Is Rayquaza constricting Yveltal? Or does Yveltal have Rayquaza locked in its talons? Who knows, the matchup's so close!
I like to think that this matchup is also in Yveltal’s favor. Just like in the Rayquaza matchup, Yveltal BKT is important in using Lysandre a heavy retreat cost Volcanion-EX, and sniping a benched attacker. Garbodor is also a huge asset, preventing your opponent from ever using a Steam Up ability is key, otherwise their Volcanion-EXs will swing for a 1HKO every turn. Again, Wobbuffet and Hex Maniac have the same uses as they do in the Rayquaza matchup. One thing that helps Yveltal in this matchup is that many Volcanion lists have lowered the total amount of switching cards in their lists, allowing Yveltal BKT to successfully pull off its four-prize knock outs. And unlike in the Rayquaza matchup, Volcanion-EX’s 220 HP is only thanks to the tools attached to it, and so long as Yveltal BKT is active, Volcanion-EX only has 180 HP. Additionally, Parallel City's usefulness maxes out in this matchup. You have the option to reduce their Volcanion’s attacks by 20 damage, all while getting rid of your fragile Shaymin-EXs.
Gardevoir--Close to even
This matchup is a tossup thanks to Gardevoir’s resistance to dark type attacks and the ability to easily 1HKO an Yveltal BKT on the second turn, though I still feel Yveltal has the slight advantage in this matchup. Just like in the two matchups above, Yveltal BKT prevents Gardevoir from mega evolving without ending their turn, and Garbodor completely shuts down their deck! With the combination of Parallel City, it becomes even harder for Gardevoir to do much of anything. While dealing 60 damage to a benched Pokemon-EX isn’t as effective since Gardevoir’s Despair Ray attack can just discard the damaged, benched Pokemon. Dealing 60 damage to another Gardevoir can go a long way in the long run.
Mewtwo--Close to Even
I’ve had many friends argue that this matchup is strongly in Mewtwo’s favor, but with two Yveltal BKT and even a Mewtwo EVO, if you so choose to include one, this matchup is very evenly matched. As always, Yveltal BKT prevents their Mewtwo’s from mega evolving without ending their turn, and placing 60 damage on both the active and a benched Mewtwo makes math really easy for your Yveltal-EX. Using Lysandre on their Hoopa-EX is yet another way to take four prizes in one turn. The two biggest threats in this matchup are Mewtwo’s Psychic Infinity attack dealing 30 damage times the amount of energies, over Yveltal’s 20 damage times the amount of energies. And the possibility of Mewtwo using Damage Change thanks to Shrine of Memories. Sometimes, if Yveltal-EX can’t one shot a M Mewtwo-EX, it’s best not to attack it at all… Both Wobbuffet and Garbodor are fairly useless in this matchup, because by the time you get Garbodor set up, they’ve more than likely already played both of their Shaymin-EX and Hoopa-EX, or have their own Garbodor set up. Parallel City is also a great way of discarding your Shaymin-EX before they do, or even bumping a Shrine of Memories is all you may need to do. Honestly, this matchup comes down to the smarter player, so practice!

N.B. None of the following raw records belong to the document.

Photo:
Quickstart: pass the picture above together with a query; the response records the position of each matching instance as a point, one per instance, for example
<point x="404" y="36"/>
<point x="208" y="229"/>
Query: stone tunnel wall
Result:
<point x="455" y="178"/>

Turbo Darkrai--Slightly Unfavorable
This matchup is a tough one! Yes, Yveltal BKT can come in handy by spreading damage to their benched Darkrais or Salamence-EX. But Turbo Darkrai is usually able to pull of turn two KO’s thanks to Max Elixir. Even when you’re able to pull off a knock out with Yveltal-EX, their dark energies never go away thanks to Exp. Share. By looking at this matchup, most would predict it to be in Yveltal’s favor, or at least 50/50. But in my testing, this is not the first matchup Yveltal wants to see in a nine-round tournament.
I only scratched the surface of Yveltal/Garbodor and its matchups. Mainly, I just wanted to help persuade those who may think Yveltal is dead, that it’s very much alive, and will be a front runner in upcoming tournaments. I’ll be attending Virginia Regionals in a couple of weeks, immediately followed by attending the last expanded regionals of the year in Toronto! (Gee, I wonder what I’m going to play…) My next article will be published shortly after I return from Canada, and I’ll be sure to recap both of my regional experiences.
If you see me at either event, please come say hey! The best part about the Pokemon community is meeting all the cool people! And hopefully I’ll be rocking my new Pokemon-themed tattoo in time for Virginia!